Wednesday, October 3, 2012

Wednesday Links -- Not Necessarily About The Bakken

The one-percenters are doing very, very well. Bloomberg story.
Four years ago today, President George W. Bush signed into law the biggest corporate rescue in American history. 
Even as U.S. unemployment has remained above 8 percent for 43 months, the country's biggest banks are making almost as much as they ever have. 
The combined $63 billion in profit reported by the six largest U.S. lenders over the four quarters through June is more than they earned in any calendar year since the peak in 2006. 
Bank of America Corp. made more in the 12-month period than Walt Disney Co. and McDonald's Corp. combined. 
Citigroup Inc., which like Bank of America took $45 billion in taxpayer funds from the Troubled Asset Relief Program, earned more than Caterpillar Inc. and Boeing Co. 
JPMorgan Chase & Co., the largest U.S. bank by assets, had profits of more than $17 billion even after reporting a $5.8 billion trading loss. 
Ms Wanda Jackson still rockin'.

Google the rockabilly queen. [Actually, that alone is pretty incredible. Over time it will change, but today, the #1 hit when you google those three words is the WSJ article, page D5.] I feature some rockabilly videos on my various blogs, so it was a real treat to see this story, of all places, in the WSJ. But there it was: a huge story on Ms Wanda Jackson, 74 years old, and the queen of rockabilly.
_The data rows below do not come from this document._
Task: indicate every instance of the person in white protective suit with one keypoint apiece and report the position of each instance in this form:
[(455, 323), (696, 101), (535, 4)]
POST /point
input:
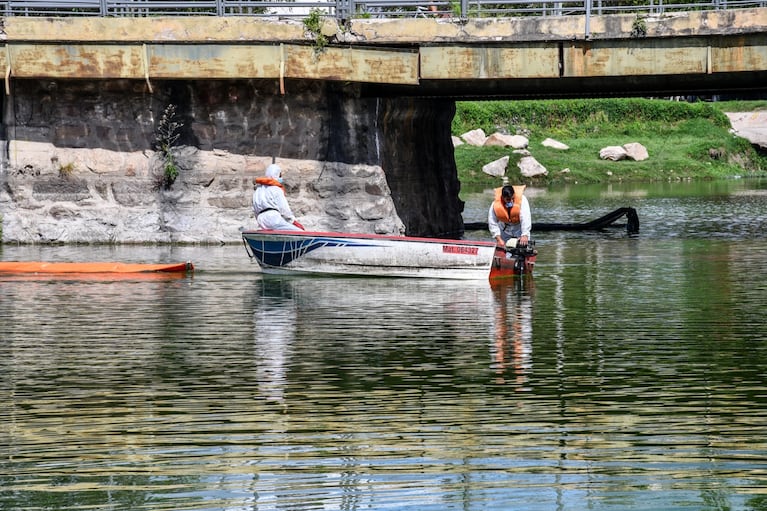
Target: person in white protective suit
[(509, 216), (269, 203)]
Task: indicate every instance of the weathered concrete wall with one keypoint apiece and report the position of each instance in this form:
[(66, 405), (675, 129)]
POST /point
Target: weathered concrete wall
[(81, 165)]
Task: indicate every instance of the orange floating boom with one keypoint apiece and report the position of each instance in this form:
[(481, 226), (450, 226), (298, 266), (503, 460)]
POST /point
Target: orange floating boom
[(43, 267)]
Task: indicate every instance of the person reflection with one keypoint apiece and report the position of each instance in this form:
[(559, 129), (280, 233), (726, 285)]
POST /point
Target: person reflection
[(513, 349), (274, 326)]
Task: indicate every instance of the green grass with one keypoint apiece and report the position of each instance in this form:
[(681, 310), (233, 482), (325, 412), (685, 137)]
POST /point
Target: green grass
[(684, 140)]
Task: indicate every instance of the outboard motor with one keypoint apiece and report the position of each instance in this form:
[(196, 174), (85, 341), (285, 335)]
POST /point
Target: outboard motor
[(520, 253)]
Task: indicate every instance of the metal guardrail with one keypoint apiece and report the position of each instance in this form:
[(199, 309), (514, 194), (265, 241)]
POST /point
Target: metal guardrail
[(349, 9)]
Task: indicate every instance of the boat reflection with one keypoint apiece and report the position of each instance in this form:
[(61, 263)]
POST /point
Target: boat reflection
[(513, 343)]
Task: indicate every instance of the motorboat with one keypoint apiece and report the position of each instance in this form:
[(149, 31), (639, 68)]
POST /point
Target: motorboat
[(384, 255)]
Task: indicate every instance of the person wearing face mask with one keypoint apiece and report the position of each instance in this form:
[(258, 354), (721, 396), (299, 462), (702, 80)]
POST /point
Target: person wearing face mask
[(509, 215), (269, 203)]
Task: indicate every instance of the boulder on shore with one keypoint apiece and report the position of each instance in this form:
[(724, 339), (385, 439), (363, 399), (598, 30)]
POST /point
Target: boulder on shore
[(614, 153)]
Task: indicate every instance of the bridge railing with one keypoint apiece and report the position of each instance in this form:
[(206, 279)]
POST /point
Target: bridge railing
[(348, 9)]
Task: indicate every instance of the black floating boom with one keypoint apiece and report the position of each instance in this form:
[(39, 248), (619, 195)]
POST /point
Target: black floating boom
[(632, 223)]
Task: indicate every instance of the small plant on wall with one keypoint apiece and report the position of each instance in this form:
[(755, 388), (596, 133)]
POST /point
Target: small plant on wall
[(168, 131), (313, 25)]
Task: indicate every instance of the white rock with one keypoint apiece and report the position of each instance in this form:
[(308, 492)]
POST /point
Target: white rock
[(475, 137), (614, 153)]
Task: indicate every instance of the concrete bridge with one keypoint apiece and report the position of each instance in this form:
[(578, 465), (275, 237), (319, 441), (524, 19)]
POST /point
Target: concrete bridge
[(361, 125), (515, 57)]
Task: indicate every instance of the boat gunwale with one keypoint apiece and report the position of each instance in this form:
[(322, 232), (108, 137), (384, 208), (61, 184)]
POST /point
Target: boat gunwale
[(387, 237)]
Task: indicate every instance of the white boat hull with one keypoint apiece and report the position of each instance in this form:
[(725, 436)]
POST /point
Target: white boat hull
[(369, 255)]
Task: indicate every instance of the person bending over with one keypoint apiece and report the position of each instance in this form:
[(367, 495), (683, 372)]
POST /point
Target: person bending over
[(509, 215)]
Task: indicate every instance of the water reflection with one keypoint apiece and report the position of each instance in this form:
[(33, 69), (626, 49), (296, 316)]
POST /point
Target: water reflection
[(629, 373), (513, 309)]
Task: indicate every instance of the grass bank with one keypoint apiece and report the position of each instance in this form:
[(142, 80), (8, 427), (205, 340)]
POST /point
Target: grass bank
[(684, 140)]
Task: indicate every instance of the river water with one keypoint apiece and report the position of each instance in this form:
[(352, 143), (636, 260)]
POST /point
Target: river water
[(629, 373)]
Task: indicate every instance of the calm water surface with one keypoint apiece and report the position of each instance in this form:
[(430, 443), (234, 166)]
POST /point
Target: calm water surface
[(630, 373)]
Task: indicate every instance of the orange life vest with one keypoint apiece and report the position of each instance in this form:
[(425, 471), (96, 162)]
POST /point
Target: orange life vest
[(269, 181), (508, 215)]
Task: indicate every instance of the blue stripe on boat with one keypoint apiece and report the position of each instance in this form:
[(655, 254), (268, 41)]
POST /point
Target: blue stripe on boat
[(281, 253)]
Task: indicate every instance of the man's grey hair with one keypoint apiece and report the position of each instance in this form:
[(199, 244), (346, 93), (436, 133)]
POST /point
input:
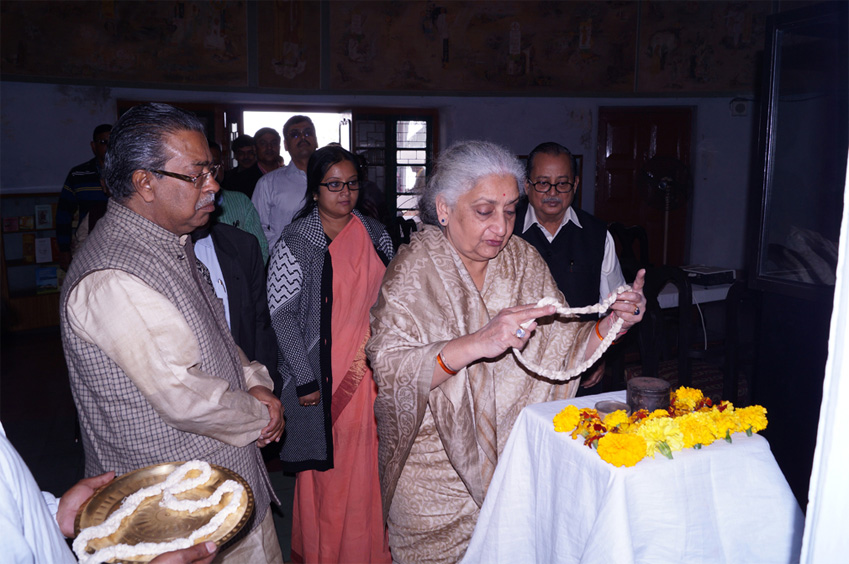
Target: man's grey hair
[(137, 142), (292, 121), (460, 168)]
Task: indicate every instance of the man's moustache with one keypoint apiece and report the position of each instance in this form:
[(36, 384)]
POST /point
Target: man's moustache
[(205, 201)]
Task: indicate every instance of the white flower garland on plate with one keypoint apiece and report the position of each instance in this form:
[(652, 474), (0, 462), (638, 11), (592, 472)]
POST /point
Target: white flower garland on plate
[(563, 375), (175, 483)]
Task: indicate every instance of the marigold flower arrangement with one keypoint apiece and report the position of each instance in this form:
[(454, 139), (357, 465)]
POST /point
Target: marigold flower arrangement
[(691, 421)]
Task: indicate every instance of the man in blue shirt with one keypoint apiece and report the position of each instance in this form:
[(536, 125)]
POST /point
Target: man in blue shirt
[(82, 192)]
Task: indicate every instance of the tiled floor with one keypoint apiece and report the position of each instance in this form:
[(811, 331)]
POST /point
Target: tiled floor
[(38, 413)]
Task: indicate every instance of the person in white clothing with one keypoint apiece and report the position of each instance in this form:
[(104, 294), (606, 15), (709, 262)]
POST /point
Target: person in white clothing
[(34, 523), (280, 194)]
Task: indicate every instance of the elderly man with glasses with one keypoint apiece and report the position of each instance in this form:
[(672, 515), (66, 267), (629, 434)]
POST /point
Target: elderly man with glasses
[(280, 194), (154, 371), (576, 246)]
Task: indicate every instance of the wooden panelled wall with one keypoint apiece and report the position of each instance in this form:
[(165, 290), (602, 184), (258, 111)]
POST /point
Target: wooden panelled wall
[(505, 47)]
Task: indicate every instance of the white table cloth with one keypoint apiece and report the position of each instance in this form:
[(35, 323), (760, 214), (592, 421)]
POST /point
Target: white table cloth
[(552, 499)]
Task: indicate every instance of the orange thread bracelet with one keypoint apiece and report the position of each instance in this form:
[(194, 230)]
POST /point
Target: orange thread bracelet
[(597, 332), (444, 366)]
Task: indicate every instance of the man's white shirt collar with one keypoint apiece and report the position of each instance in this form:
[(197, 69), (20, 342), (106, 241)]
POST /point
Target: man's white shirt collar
[(531, 218)]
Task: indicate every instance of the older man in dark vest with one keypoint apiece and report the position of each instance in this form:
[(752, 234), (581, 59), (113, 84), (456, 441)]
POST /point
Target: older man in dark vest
[(155, 374), (576, 246)]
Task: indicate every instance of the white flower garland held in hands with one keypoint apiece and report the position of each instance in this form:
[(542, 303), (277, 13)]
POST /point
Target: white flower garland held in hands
[(615, 327), (175, 483)]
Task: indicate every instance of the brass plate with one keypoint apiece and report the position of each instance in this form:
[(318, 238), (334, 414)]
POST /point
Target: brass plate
[(152, 523)]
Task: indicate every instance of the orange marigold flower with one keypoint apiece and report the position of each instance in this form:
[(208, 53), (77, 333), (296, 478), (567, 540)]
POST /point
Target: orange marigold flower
[(567, 419), (621, 450)]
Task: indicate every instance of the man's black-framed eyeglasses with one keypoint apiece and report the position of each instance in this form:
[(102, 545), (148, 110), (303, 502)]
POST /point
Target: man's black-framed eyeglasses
[(563, 186), (197, 180), (296, 133), (337, 185)]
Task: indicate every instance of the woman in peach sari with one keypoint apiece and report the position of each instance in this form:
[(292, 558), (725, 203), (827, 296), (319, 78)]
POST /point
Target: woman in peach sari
[(324, 275)]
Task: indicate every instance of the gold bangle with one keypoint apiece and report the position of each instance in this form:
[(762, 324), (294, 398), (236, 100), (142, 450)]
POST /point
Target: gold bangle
[(597, 332), (444, 366)]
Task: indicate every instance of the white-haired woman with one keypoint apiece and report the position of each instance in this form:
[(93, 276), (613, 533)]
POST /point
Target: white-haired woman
[(452, 305)]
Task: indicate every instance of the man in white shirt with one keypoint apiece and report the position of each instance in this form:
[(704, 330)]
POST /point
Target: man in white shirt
[(279, 195), (576, 246), (154, 370)]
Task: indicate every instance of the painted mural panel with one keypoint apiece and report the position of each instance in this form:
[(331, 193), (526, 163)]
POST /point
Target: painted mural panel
[(692, 47), (169, 42), (289, 44), (448, 46)]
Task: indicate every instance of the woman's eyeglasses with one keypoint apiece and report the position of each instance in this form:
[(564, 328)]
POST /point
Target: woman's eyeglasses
[(337, 186)]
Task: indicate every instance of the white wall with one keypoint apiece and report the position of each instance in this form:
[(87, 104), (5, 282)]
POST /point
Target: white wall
[(46, 129)]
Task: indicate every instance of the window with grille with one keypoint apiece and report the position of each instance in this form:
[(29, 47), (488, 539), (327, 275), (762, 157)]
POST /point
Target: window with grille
[(399, 153)]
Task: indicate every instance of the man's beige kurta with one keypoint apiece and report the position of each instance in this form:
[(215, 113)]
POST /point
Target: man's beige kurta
[(439, 448)]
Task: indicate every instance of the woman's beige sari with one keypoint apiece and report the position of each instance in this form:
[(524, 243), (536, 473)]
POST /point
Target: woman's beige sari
[(438, 449)]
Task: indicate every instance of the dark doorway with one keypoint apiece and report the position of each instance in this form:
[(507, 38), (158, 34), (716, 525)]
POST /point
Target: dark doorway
[(629, 139)]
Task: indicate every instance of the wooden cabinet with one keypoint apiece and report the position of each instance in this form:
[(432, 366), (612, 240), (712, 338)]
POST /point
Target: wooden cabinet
[(29, 273)]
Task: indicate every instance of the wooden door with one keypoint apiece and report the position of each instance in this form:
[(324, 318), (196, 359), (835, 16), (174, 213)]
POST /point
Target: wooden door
[(627, 139)]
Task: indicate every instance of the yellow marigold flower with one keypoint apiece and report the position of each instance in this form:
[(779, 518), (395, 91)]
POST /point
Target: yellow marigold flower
[(567, 419), (687, 397), (696, 429), (724, 423), (661, 433), (751, 418), (621, 449), (616, 418)]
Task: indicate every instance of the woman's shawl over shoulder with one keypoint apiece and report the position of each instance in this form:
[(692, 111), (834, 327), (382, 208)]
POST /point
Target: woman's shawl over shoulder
[(427, 299)]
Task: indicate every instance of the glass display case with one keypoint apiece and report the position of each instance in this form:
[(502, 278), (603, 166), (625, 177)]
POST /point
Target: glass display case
[(803, 140)]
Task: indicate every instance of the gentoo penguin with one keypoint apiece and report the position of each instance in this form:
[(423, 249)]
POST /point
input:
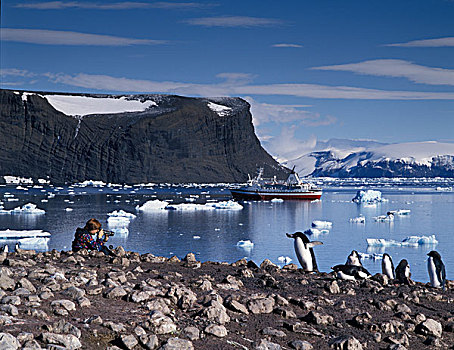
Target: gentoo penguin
[(403, 272), (304, 251), (436, 268), (351, 272), (387, 266), (354, 259)]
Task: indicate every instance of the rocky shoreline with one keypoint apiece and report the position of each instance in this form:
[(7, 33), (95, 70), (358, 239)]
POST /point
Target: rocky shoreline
[(66, 300)]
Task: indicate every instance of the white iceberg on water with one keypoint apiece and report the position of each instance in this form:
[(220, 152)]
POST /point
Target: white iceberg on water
[(411, 241), (368, 196), (28, 208), (322, 224)]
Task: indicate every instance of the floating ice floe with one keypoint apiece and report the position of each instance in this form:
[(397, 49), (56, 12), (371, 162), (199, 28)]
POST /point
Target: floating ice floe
[(28, 208), (17, 234), (284, 259), (246, 244), (122, 213), (411, 241), (39, 243), (384, 218), (368, 196), (316, 231), (152, 205), (322, 224), (358, 220), (373, 256), (400, 212)]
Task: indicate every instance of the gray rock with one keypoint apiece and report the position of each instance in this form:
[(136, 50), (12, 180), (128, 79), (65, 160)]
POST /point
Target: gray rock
[(128, 341), (73, 293), (300, 345), (273, 332), (177, 344), (114, 293), (261, 305), (429, 327), (69, 341), (10, 309), (64, 304), (8, 342), (149, 342), (192, 333), (346, 342), (11, 299), (318, 319), (216, 330), (267, 345)]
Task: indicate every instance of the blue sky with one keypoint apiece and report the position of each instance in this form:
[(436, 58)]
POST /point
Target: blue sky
[(380, 70)]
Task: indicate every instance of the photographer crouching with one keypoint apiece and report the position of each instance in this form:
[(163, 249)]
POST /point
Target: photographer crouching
[(92, 237)]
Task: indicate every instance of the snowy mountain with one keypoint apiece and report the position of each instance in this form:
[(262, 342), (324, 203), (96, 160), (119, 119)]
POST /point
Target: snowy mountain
[(369, 159)]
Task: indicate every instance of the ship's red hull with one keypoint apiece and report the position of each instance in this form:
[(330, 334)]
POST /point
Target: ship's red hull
[(240, 194)]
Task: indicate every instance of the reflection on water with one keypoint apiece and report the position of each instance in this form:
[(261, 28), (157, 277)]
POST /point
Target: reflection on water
[(169, 233)]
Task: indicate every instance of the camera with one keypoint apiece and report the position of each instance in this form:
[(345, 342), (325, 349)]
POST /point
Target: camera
[(108, 233)]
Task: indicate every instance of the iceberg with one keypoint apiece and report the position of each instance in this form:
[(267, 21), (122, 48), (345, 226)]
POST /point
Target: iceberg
[(368, 196), (246, 244), (411, 241), (322, 224), (358, 220), (121, 213), (315, 231), (152, 205), (284, 259), (28, 208), (39, 243)]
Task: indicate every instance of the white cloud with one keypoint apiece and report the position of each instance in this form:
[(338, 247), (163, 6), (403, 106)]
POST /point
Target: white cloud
[(234, 21), (61, 5), (440, 42), (53, 37), (287, 45), (398, 68), (115, 84), (265, 112), (16, 72)]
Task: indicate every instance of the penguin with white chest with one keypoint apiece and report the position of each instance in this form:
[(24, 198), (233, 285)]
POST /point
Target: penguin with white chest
[(354, 259), (387, 266), (403, 272), (304, 251), (436, 269)]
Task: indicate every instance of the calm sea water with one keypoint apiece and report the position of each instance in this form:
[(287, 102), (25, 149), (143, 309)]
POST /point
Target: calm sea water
[(213, 235)]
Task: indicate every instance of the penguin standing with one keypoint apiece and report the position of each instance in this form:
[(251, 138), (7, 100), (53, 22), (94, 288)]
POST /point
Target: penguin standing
[(351, 272), (354, 259), (403, 272), (436, 269), (387, 266), (304, 251)]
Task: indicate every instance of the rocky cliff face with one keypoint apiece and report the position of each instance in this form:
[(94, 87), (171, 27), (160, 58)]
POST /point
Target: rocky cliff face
[(178, 139)]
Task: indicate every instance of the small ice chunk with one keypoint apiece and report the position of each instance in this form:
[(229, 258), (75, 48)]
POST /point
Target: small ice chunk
[(284, 259), (368, 196), (411, 241), (121, 213), (277, 200), (246, 244), (322, 224), (152, 205), (358, 220)]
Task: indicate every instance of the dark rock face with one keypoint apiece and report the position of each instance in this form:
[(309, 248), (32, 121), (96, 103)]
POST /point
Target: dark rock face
[(180, 140)]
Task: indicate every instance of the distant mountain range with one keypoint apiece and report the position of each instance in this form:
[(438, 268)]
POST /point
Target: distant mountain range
[(350, 158)]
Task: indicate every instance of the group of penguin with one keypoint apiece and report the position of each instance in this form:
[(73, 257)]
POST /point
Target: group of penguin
[(354, 270)]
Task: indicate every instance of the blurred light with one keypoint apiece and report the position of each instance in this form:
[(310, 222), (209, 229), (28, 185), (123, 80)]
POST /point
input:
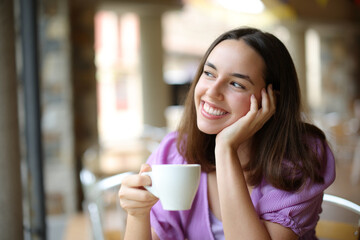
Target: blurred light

Next week she will release her 31st studio album. According to the article, "last year she opened for Adele in North America, and Bob Dylan, Bruce Springsteen and Elvis Costello have hailed Ms Jackson's sizzly voice and rock-history importance."

A real rag-to-riches story. Some of the biggest rockabilly fans, I believe, are in Europe.


Motorola quietly drops a patent-infringement claim against rival Apple. Almost missed it. Back page of section B. Small column. Interesting.


Tea leaves suggest Syria will be Balkanized. Google Syria's Kurds build enclaves as war rages. The geography is very interesting. Arab Spring turns out to have unintended consequences. Turkey has always had a problem with break-away Kurdistan on its southeastern border. Syria's Arab Spring extends that problem. The entire northern Syrian border abuts Turkey, and all along that border are Kurdish enclaves. And the Kurds have money. Iraq just recently started reimbursing the Kurds for their oil (I believe that story was posted yesterday or Monday). 

It appears the movers and shakers know what really happened in Libya. But, like the Afghanistan War, if it's not reported, it didn't happen. The book, no doubt, will be out next year.